Possibility to cure omitted notification:

The invalidity of a merger in case of the omission of a notification (violation of the obligation to suspend implementation) shall be cured retroactively in case of a subsequent notification. From a business practice perspective this change is to be welcomed, since the curative effect through the implementation of the divestiture proceedings is doubtful under the applicable law. The far-reaching uncertainty for companies that resulted from the last amendment of the ARC in 2005, is now removed. This is an absolutely overdue removal of a mistake of the applicable law.

Interference into the corporate substance:

With regard to antitrust proceedings the draft bill explicitly authorises the Federal Cartel Office to oblige the companies concerned to take even structural measures so as to terminate infringements of antitrust law. Thereby, German law is adjusted to European law. Former difficulties of interpretation of the law shall be terminated. However, the sector-specific provisions, for example in the German Energy Act, limit the structural measures that can be prescribed by the Federal Cartel Office.
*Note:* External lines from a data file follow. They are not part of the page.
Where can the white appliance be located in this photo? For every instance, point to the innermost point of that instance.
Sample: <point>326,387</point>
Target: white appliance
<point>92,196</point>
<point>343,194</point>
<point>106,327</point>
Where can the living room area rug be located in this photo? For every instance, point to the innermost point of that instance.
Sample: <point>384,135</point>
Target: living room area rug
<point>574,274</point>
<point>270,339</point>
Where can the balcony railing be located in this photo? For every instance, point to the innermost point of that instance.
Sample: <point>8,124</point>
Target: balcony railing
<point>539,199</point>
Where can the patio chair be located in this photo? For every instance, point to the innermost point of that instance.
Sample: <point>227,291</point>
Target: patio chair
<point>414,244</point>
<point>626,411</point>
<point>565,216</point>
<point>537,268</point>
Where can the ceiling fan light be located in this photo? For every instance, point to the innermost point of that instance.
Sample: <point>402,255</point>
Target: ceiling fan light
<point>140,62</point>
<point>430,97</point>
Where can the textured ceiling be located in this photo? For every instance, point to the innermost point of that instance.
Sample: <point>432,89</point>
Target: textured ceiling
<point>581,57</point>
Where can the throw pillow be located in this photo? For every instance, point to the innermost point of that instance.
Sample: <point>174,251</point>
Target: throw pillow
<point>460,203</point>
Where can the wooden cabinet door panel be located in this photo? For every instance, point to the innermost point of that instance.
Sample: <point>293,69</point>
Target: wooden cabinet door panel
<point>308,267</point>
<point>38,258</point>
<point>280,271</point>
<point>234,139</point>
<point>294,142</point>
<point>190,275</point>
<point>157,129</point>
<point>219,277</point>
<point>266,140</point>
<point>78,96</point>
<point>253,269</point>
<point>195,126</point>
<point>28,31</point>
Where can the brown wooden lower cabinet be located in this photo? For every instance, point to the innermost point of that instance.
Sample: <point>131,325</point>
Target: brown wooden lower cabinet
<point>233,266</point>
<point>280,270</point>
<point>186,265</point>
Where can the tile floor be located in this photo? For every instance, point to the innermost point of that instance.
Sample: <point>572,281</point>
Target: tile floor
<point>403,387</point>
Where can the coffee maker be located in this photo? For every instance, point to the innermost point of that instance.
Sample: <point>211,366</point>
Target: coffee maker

Repayment of generated advantages:

Cartel authorities shall, via an order to bring the infringement to an end, have the possibility to order a repayment of financial advantages that have resulted from antitrust violations. Under the applicable law the legality of such order is contested. However, the Federal Court of Justice has, in an "obiter dictum", not expressed any principle concerns regarding an order to repay financial advantages resulting from an abusive conduct (Federal Court of Justice, judgement of 10 December 2008, docket no. KVR 2/08).

Restriction of the right to refuse information:

The draft bill provides for a restriction of the existing right to refuse the disclosure of information regarding certain company- and market-related facts. Such facts can, for example, comprise company agreements, shareholder agreements and information on the voting behaviour at the shareholders' meeting as well as sales revenues. However, only legal persons and associations of persons are concerned. The disregard of a request for information is punishable by the imposition of fines (up to EUR 1 million).

Restriction of access to leniency applications:

The draft bill provides for a restriction of the access to leniency applications and documents relating to such applications. This has far-reaching consequences for potential parties injured by cartels. In a civil action, they can not base their claims on the information provided in leniency applications. Only recently, the potential disclosure of a leniency application before a US court (subject are companies from the so-called "air-freight cartel") has caused Alexander Italianer (chief executive of the DG competition) to urge the court, in view of the European Commission's interests, to prevent the competent judge from disclosing the leniency applications. It remains to be seen whether or not this far-reaching restriction of granting access to leniency applications to third parties will be opposed by the European Court of Justice (ECJ). Only recently, the Austrian Cartel Court has made a reference to the ECJ for a preliminary ruling whether the Austrian provisions on granting access to files infringe European law due to their strict conditions (ECJ, case C-536/11 – Donau Chemie).